Un manifeste politique par l’image
Parmi les ouvrages légués en 1888 à la bibliothèque de Montpellier par le docteur Calixte Cavalier, figure une grande feuille de parchemin (65 x 35 cm) contenant une peinture traditionnellement identifiée comme un portait de Charles le Téméraire, le très puissant duc de Bourgogne. Observons attentivement cette image.
Sur le registre supérieur est représentée la crucifixion du Christ. On y lit l’inscription : "Diligite iusticiam / qui iudica / tis terram" ("Aimez justice, vous qui jugez sur terre")
Le sang du Christ se répand sur une femme assise sur un trône. Elle personnifie la Justice ainsi que l’indique l’inscription qui figure au-dessus d’elle : "Justicia e terris iam / dudum eiecta recessi / Ab Karolo nuper / duce vocata veni" ("Moi la Justice, depuis longtemps déjà expulsée de la terre, je me suis éloignée ; mais appelée par le duc Charles je suis récemment revenue.")
Sous le trône de la Justice, quatre jeunes filles portent les grandes armes des ducs de Bourgogne. Une inscription sur leur vêtement et une devise dans un phylactère permettent de les identifier : "Veritas" (Vérité) et "Omnia vinco" ("Je vainc tout"), "Castitas" (Chasteté) et "Deo p(rae) omnib(us) placeo" ("Je plais à Dieu avant toutes"), "Sagasitas" (Sagacité) et "In tempore ago" ("J’agis à temps (ou dans le temps)"), "Sobrietas" (Sobriété) et, "Longevos nutrio" ("Je nourris ceux qui vivent vieux")
Au bas de la miniature un personnage figuré pour moitié en guerrier en armes et pour moitié en costume de juge se tient debout sur une estrade. Le livre qu’il présente porte l'inscription "ni/ hil si/ ne/ me" ("rien sans moi"). L'estrade porte le mot "Consilium" ("Conseil") et une inscription illisible.
La mention de Charles dans l'inscription relative à la Justice permet d'identifier les armes des ducs de Bourgogne à celles de Charles le Téméraire.

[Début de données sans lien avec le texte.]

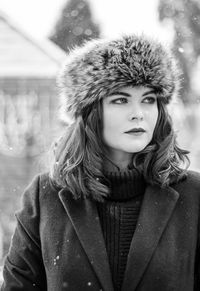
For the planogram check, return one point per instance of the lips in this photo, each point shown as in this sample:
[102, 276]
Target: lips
[135, 130]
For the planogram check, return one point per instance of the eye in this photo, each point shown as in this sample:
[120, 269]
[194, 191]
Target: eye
[121, 100]
[149, 100]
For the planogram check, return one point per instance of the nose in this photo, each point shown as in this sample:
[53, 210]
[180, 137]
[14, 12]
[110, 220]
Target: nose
[136, 113]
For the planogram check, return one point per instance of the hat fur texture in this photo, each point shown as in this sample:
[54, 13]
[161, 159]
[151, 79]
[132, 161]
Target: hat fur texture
[100, 67]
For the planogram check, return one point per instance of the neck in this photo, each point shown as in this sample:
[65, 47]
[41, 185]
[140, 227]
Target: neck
[115, 164]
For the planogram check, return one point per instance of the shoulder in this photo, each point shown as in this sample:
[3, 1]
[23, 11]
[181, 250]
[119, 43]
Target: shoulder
[190, 185]
[193, 178]
[39, 191]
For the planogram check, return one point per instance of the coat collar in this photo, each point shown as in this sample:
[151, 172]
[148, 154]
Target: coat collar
[156, 210]
[85, 219]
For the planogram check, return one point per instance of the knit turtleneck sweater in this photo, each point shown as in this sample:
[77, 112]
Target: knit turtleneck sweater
[118, 216]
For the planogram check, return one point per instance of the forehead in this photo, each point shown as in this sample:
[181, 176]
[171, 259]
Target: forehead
[136, 90]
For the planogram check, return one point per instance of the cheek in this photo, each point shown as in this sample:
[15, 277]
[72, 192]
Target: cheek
[152, 117]
[111, 125]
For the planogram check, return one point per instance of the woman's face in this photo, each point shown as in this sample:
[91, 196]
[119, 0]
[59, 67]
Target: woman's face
[129, 119]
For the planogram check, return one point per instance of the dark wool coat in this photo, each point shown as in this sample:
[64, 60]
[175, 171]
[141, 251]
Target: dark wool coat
[58, 243]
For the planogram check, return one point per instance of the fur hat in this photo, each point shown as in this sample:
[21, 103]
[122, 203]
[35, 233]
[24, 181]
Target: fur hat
[100, 67]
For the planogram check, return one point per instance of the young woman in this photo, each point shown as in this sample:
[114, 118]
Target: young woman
[118, 210]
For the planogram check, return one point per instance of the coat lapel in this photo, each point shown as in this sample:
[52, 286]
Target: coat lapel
[156, 210]
[85, 219]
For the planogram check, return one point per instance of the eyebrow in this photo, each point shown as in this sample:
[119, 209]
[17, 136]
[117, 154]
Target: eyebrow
[129, 95]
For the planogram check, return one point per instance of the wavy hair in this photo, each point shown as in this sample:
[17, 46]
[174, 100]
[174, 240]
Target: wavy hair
[80, 152]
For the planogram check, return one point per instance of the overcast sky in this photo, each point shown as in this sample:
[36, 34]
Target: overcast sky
[37, 17]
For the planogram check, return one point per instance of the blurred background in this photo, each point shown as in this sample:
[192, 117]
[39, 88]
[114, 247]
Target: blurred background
[35, 37]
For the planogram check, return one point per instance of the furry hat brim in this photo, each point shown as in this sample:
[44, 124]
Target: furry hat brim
[100, 67]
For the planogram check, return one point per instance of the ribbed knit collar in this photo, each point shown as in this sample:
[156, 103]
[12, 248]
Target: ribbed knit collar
[124, 185]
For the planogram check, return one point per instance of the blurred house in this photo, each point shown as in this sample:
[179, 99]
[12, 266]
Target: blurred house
[28, 101]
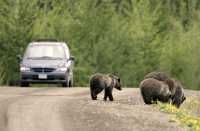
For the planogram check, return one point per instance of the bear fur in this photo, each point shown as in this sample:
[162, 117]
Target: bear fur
[175, 87]
[178, 96]
[153, 90]
[161, 76]
[100, 82]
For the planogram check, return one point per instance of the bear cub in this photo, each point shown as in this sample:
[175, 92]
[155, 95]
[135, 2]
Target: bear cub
[106, 82]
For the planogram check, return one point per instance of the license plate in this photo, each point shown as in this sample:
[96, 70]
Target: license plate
[42, 76]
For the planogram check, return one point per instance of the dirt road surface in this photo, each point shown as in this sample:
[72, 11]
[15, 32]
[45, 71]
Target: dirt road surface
[71, 109]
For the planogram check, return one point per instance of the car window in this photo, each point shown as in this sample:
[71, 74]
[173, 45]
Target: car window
[45, 51]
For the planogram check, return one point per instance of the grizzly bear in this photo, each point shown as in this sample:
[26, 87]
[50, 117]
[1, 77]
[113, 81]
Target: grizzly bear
[178, 96]
[100, 82]
[161, 76]
[153, 90]
[175, 87]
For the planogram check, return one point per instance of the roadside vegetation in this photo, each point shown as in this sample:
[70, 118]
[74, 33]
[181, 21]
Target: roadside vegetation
[127, 37]
[188, 116]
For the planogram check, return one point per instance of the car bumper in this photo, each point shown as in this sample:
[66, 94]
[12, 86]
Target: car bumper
[32, 77]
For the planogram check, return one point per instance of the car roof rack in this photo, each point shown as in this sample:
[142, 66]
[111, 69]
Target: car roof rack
[44, 40]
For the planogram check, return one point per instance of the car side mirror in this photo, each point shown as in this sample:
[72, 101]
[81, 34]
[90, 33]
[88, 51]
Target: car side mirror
[72, 58]
[19, 58]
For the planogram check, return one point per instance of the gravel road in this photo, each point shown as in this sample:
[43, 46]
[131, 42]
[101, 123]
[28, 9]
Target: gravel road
[71, 109]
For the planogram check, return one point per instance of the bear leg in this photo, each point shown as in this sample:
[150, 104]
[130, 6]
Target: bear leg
[106, 94]
[95, 92]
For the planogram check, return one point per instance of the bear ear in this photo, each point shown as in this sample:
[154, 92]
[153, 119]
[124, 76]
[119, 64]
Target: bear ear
[184, 98]
[118, 79]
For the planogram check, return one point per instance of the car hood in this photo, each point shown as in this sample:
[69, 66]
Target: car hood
[43, 63]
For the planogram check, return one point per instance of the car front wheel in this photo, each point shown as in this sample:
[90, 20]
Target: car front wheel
[24, 84]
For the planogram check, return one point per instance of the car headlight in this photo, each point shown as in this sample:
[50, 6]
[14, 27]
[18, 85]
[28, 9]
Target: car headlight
[24, 68]
[64, 69]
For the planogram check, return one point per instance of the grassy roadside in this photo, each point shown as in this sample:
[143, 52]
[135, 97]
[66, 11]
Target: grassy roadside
[188, 115]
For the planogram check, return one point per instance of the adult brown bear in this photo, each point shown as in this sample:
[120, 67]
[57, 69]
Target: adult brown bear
[153, 90]
[174, 86]
[100, 82]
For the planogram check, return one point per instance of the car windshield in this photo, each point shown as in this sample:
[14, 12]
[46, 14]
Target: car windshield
[45, 52]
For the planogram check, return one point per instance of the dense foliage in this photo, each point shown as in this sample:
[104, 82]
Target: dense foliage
[126, 37]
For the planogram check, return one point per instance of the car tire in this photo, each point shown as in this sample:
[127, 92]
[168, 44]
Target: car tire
[24, 84]
[66, 84]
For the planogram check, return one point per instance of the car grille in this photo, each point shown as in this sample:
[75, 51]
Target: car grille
[42, 69]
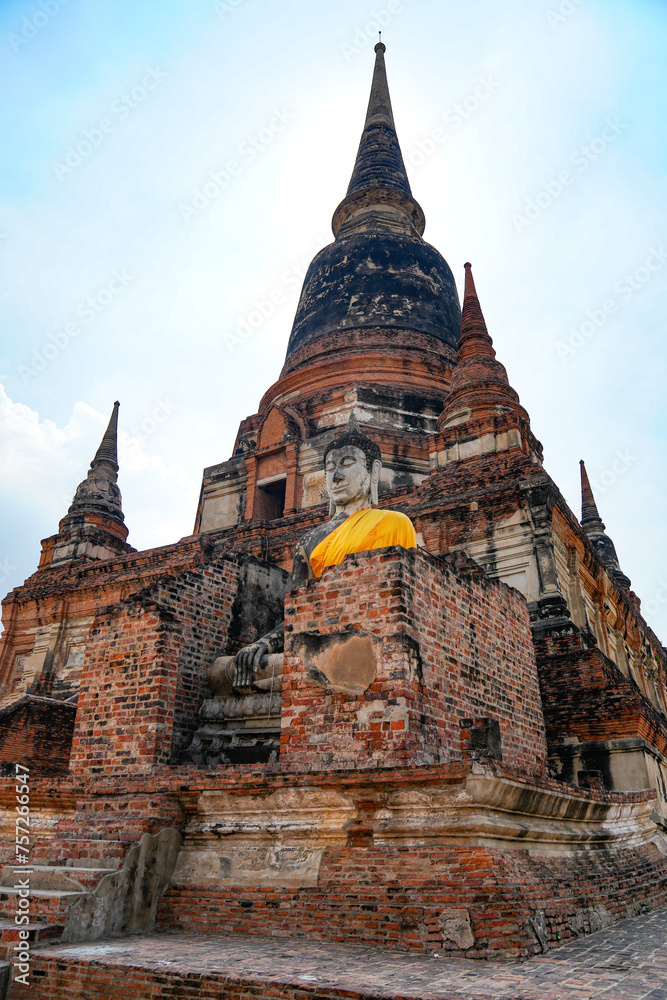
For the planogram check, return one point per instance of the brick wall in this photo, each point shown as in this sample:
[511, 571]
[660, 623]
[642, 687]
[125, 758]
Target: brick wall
[586, 696]
[450, 647]
[395, 897]
[33, 724]
[144, 675]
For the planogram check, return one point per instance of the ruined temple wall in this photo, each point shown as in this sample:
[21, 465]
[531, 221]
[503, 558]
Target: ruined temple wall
[48, 619]
[440, 649]
[144, 674]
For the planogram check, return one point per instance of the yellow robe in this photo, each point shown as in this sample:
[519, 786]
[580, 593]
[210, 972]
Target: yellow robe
[364, 530]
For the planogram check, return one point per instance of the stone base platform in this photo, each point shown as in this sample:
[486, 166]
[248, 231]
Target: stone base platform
[625, 962]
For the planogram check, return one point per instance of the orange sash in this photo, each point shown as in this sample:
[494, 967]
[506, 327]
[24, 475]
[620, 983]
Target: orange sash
[364, 530]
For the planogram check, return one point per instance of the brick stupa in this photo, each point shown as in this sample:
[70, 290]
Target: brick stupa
[478, 771]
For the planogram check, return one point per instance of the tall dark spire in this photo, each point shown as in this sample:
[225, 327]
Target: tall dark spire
[379, 186]
[594, 527]
[98, 494]
[108, 449]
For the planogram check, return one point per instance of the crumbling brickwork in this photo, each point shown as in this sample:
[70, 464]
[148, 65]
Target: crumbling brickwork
[144, 675]
[448, 644]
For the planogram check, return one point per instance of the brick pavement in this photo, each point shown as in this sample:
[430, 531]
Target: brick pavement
[625, 962]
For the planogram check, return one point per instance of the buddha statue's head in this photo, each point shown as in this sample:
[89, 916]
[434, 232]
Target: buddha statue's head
[352, 467]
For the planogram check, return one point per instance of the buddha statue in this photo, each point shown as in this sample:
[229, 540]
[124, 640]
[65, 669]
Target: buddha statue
[352, 467]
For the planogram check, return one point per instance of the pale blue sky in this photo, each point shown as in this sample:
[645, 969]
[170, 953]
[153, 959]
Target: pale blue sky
[571, 272]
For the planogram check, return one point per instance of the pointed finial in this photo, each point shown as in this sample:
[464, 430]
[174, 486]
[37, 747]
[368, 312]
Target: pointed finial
[589, 511]
[108, 450]
[379, 177]
[474, 339]
[99, 493]
[594, 527]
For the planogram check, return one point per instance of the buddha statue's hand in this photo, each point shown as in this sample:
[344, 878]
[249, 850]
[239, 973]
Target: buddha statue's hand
[247, 662]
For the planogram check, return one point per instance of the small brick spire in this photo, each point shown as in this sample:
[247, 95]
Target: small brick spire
[94, 526]
[594, 527]
[98, 493]
[478, 376]
[589, 510]
[475, 340]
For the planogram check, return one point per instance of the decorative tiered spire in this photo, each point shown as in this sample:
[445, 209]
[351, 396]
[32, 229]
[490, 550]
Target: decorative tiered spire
[379, 190]
[478, 380]
[98, 493]
[93, 527]
[594, 527]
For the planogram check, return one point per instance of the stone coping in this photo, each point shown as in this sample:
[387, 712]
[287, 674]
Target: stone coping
[625, 962]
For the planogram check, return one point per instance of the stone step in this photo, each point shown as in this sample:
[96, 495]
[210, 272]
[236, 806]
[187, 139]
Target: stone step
[58, 877]
[75, 852]
[46, 905]
[38, 933]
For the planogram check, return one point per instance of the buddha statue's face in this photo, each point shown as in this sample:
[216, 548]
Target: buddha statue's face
[348, 480]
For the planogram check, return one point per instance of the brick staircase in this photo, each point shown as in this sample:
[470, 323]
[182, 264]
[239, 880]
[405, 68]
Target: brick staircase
[61, 871]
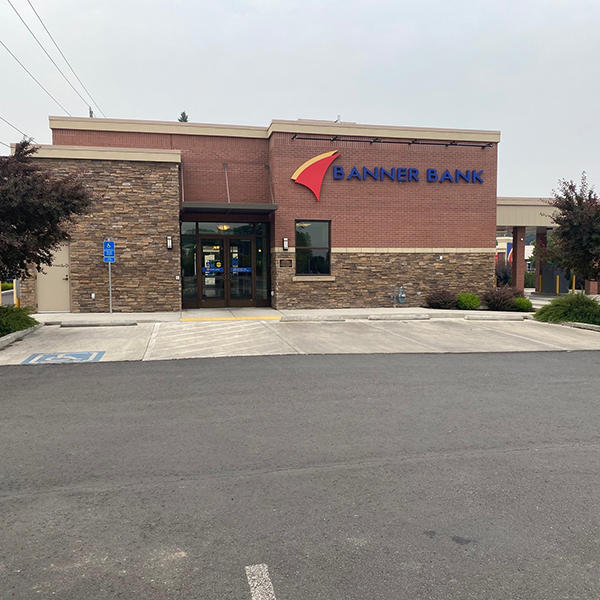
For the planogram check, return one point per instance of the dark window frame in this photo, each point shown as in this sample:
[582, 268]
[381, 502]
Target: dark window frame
[326, 248]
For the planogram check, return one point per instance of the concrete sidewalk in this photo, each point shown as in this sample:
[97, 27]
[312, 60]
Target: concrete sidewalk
[269, 314]
[204, 339]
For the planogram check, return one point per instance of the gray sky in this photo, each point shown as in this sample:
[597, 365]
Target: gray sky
[529, 68]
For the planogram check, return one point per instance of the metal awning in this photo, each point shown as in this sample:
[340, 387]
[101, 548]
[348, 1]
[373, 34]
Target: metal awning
[228, 207]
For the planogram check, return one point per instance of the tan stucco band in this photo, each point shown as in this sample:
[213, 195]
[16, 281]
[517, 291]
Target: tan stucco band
[383, 131]
[105, 153]
[397, 250]
[519, 211]
[305, 278]
[300, 126]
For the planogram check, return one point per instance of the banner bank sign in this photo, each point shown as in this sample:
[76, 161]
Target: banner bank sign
[312, 172]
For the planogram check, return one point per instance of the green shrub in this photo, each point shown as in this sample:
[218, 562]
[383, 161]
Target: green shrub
[572, 307]
[501, 298]
[529, 278]
[14, 319]
[522, 304]
[466, 301]
[441, 299]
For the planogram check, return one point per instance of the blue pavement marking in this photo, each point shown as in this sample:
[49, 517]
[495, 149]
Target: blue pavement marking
[63, 357]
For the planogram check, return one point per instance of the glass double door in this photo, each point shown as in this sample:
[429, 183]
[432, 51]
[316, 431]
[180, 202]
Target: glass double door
[227, 271]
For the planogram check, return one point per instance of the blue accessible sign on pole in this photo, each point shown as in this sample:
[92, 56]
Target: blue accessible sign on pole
[108, 248]
[108, 252]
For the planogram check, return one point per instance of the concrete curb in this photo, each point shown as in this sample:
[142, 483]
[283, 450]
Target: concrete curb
[93, 323]
[517, 317]
[311, 318]
[588, 326]
[405, 317]
[7, 340]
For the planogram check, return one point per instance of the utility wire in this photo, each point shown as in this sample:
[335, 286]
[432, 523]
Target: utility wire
[32, 77]
[15, 128]
[46, 53]
[65, 58]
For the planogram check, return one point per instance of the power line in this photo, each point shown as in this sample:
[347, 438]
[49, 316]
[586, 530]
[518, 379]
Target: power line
[65, 58]
[32, 77]
[46, 53]
[14, 127]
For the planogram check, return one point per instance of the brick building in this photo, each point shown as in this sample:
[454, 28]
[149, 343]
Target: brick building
[209, 215]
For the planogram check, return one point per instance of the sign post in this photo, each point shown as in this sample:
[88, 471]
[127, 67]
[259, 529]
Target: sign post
[108, 249]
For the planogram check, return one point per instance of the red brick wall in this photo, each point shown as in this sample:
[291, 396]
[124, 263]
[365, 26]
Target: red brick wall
[364, 214]
[385, 214]
[202, 157]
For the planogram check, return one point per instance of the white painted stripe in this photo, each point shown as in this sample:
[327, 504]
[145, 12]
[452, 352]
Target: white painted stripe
[151, 341]
[260, 583]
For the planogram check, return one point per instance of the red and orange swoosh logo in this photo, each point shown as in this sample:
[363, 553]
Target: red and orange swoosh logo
[312, 172]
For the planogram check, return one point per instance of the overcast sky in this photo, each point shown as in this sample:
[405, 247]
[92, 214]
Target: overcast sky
[529, 68]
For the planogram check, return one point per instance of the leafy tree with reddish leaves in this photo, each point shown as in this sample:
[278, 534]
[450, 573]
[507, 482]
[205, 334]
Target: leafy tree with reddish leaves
[576, 239]
[36, 211]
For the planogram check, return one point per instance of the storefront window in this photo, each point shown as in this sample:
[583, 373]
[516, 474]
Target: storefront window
[313, 248]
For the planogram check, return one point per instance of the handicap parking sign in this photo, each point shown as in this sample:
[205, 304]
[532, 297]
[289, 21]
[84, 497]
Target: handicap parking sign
[63, 357]
[108, 251]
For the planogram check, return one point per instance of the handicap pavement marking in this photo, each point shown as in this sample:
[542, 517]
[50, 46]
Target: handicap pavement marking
[260, 582]
[63, 357]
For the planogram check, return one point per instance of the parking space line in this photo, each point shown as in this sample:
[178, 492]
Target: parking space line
[260, 582]
[151, 341]
[402, 336]
[524, 337]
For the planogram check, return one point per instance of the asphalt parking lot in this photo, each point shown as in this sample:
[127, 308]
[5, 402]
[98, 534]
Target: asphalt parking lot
[329, 477]
[176, 340]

Le document, probablement réalisé pendant le règne de ce souverain, peut donc être daté entre 1467 (date à laquelle Charles monte sur le trône) et 1477 (date de sa mort).
Il est en revanche peu probable, contrairement à ce qu'on a longtemps pensé, que le personnage sur l'estrade figure Charles le Téméraire que les principaux portraits de l’époque montrent sans barbe. (cf. image 7) En outre ce personnage est placé sous les armes de Bourgogne : il est donc soumis au duc. Il pourrait donc s'agir du chancelier, intermédiaire entre le conseil et le prince, ou d'une représentation abstraite de la justice ou du gouvernement ducal.
Portrait de Charles le Téméraire par Rogier van der Weyden (musée de Berlin)
Les circonstances de la production de cette image ne sont pas connues : qui l’a commanditée ? à quelle occasion ? sous quelle forme se présentait-elle à l’origine ? Son sens général est cependant assez clair. Werner Paravicini le résume ainsi "Le prince, appuyé sur le chancelier et son conseil, est par essence justicier, assurant la paix et la justice. Il est soutenu dans cette fonction par les quatre vertus de la vérité, de la chasteté, de la sagacité et de la sobriété, dont la beauté extérieure reflète la valeur morale. La justice elle-même préside à son action, reine de toutes les vertus, elle qu’il a fait revenir sur terre. En se mettant en son service, le duc satisfait à l’exigence du Christ qui incite les juges à aimer justice, ce Christ, roi suprême, qui par sa mort est devenue source souveraine de justice sur terre." Il s’agit donc d’une représentation des principes du gouvernement de Charles VII, d’une théorie politique mise en image.